Jude clicks the mouse once more before tearing a sheet of paper from a yellow legal pad. He scribbles something on it with a blue ink pen, takes a deep breath, and slides the paper under the bulletproof glass that separates us. I reach for the paper and pull it slowly toward me. Jude's note contains a single number.

"What's this?"

His face is expectant, like he's waiting to receive important but potentially disastrous news. "Your balance, sir."

Panic floods my voice like water into a sinking ship. "Of what?
Debt?
For the love of the one true God, please don't tell me my parents owed this amount to the bank."

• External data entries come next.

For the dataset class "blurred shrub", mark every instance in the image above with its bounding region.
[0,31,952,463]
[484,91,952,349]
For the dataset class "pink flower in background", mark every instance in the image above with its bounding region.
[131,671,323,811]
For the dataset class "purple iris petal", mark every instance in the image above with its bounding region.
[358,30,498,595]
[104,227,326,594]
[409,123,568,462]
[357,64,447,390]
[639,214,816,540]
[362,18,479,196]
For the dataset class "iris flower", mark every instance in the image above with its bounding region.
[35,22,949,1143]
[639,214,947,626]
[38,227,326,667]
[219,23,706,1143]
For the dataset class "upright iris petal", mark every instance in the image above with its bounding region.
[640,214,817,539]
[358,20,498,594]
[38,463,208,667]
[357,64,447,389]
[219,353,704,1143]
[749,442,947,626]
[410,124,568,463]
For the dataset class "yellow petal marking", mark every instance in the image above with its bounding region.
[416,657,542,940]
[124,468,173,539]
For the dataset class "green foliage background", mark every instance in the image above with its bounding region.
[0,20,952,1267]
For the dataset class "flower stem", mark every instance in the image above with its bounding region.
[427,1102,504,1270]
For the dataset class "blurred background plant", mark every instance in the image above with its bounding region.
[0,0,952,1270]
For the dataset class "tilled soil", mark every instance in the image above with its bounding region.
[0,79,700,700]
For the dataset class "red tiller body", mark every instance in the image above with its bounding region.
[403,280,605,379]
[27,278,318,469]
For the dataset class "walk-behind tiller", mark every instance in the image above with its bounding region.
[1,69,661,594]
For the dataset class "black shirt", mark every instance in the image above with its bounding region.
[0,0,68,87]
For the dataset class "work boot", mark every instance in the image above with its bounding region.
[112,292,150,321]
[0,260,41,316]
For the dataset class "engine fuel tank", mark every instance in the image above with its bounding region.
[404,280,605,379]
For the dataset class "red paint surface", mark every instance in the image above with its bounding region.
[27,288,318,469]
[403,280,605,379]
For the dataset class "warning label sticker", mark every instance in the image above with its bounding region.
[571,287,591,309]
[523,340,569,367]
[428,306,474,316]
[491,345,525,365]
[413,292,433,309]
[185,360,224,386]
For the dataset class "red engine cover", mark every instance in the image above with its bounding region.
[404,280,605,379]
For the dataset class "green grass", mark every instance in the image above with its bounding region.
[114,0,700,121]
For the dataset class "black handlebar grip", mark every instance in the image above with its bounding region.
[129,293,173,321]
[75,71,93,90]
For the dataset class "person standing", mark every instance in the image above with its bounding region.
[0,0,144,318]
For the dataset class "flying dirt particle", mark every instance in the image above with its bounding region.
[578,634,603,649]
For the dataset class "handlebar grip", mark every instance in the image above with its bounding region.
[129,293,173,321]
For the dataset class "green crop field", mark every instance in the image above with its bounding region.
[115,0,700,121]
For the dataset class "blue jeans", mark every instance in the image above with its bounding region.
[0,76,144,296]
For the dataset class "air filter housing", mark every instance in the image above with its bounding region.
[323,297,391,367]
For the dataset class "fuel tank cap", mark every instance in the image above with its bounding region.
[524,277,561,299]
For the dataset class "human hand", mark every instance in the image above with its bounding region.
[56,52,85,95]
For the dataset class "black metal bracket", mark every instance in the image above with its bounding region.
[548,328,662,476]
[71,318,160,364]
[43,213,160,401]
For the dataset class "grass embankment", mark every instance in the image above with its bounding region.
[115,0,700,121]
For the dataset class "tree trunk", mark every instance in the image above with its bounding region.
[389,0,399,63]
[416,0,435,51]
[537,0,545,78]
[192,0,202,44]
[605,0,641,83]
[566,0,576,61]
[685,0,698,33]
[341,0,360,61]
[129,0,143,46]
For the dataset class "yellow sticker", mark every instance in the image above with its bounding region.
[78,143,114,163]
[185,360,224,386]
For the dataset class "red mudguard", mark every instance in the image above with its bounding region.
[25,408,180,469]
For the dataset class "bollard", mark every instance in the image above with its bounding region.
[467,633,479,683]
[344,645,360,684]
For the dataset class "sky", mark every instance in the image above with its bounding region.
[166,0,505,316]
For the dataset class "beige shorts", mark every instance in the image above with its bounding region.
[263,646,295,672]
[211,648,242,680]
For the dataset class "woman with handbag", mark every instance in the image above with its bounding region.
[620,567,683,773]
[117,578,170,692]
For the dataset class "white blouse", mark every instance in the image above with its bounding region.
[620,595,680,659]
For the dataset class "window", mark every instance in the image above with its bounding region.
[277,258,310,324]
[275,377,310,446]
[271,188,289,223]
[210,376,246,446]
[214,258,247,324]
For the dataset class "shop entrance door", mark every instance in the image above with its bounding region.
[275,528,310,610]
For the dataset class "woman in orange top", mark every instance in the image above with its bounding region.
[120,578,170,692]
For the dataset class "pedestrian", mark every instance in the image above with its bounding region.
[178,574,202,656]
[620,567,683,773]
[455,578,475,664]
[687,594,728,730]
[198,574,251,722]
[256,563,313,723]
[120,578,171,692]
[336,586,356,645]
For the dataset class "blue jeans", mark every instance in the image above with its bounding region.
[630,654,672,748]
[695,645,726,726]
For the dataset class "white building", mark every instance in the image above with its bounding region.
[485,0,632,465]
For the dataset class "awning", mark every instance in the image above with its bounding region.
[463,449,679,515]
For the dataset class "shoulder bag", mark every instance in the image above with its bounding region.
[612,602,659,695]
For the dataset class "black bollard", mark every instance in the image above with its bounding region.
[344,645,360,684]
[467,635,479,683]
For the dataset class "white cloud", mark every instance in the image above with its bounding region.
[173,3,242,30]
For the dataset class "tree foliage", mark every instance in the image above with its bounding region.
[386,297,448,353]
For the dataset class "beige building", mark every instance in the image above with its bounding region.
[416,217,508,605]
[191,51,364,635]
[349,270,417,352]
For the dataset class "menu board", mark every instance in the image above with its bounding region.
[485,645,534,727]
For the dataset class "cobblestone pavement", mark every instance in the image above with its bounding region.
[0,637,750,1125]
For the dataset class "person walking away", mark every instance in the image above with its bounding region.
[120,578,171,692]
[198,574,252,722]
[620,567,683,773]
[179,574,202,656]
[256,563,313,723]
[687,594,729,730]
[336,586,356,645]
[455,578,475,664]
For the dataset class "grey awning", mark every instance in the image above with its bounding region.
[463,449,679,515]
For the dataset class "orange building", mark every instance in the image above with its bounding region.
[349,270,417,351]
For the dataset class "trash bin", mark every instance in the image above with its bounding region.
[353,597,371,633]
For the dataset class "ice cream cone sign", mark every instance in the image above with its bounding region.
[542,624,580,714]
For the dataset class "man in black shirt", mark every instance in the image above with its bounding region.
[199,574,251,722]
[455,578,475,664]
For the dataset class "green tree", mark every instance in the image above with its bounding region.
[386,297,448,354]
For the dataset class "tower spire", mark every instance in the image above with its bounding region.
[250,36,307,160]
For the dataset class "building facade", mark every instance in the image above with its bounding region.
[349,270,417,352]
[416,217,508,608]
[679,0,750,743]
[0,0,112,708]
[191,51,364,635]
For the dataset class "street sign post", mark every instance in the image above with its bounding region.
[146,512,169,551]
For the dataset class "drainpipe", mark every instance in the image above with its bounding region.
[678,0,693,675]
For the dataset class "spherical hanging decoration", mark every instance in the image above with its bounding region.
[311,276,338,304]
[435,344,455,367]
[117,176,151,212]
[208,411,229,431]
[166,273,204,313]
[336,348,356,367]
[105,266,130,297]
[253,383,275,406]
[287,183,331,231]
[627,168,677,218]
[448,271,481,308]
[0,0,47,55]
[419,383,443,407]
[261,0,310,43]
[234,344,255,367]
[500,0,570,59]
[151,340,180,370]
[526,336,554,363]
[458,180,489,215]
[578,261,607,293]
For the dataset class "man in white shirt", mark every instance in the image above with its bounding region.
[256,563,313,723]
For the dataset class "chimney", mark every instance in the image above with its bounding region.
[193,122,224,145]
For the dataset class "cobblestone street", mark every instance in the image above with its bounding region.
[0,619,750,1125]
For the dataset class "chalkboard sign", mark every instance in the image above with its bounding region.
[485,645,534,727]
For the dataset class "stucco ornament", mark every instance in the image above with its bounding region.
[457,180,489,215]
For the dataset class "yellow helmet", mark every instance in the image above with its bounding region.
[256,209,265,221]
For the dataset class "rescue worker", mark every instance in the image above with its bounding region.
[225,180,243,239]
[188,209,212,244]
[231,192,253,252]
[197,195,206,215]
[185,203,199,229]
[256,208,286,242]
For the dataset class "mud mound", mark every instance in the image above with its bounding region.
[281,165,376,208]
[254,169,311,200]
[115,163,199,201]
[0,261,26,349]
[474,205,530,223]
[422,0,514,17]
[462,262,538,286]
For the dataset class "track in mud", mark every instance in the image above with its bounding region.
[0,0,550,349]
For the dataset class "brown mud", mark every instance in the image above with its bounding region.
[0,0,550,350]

Jude smiles and glances at the tellers on either side of him. Neither is paying any attention to us. In a soft voice, he says, "No. The account is in the black, sir. That number represents the cash your parents have deposited in our vault. Would you like to make a withdrawal?"

My mouth goes dry, and my tongue sticks to the roof of my mouth. My knees are weak, my arms buttery, my insides watery. "I...don't understand. You're saying this money belongs to my parents?"